How inspired will students grow to be if they sense their instructor's high expectations and responsiveness for all of them? Does this have anything to do with the objectives which march painstakingly long and hardly find noticeable outcomes? Many shortcomings in our national ESL curriculum intensify the dilemma when they impede having a unifying framework that defines the general skills or abilities that should be exhibited by learners who finish one grade and step into another.
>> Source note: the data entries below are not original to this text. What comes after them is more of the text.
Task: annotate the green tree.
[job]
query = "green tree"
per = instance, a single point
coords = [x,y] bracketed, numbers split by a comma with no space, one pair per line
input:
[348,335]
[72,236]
This week rendered me a bit inhibited to reduce the procedure of formulating instructional objectives into mere ABCD formulas. Thanks to critical pedagogy which lent me a hand in perceiving my objectives as parts of more complex statements of educational philosophy. It remains bewildering hence to recognize my role and part in adding shades to early predetermined outcomes. “One's philosophy is not best expressed in words; it is expressed in the choices one makes,Eleanor Roosevelt’s voices it out yet finds mere echoes in the empty rooms of designing sound syllabuses, techniques, and performance tasks which let our local curricular objectives walk and talk.

Another issue of concern for this week was how to employ straightforward web search methods to further reach out fruitful results. Thanks to Deborah Healey’s precious tech-tips. Now I can launch the safe and productive search with extra potentials to meet my expectations. Anyway, I have been thinking recently of what I can do (and how I can hence help my students) to rapidly and easily find information that is of authentic interest or value to me and them, without the need to battle through numerous extraneous web pages.

This course definitely offers "solutions" which are urgently calling for your pressing "problems", colleagues.

Hassan

Comments

  1. Hi Hassan

    I agree with your ideas here, especially about reducing objectives into formulas. However, more and more administrative needs are requiring such formulas from educators, at least in the US. I look at it as a necessary hurdle. Sometimes it actually does help me more clearly think out what I am doing. But overall I think many things students learn are beyond reductionist objectives.

    Most importantly, I am glad you are finding solutions to problems.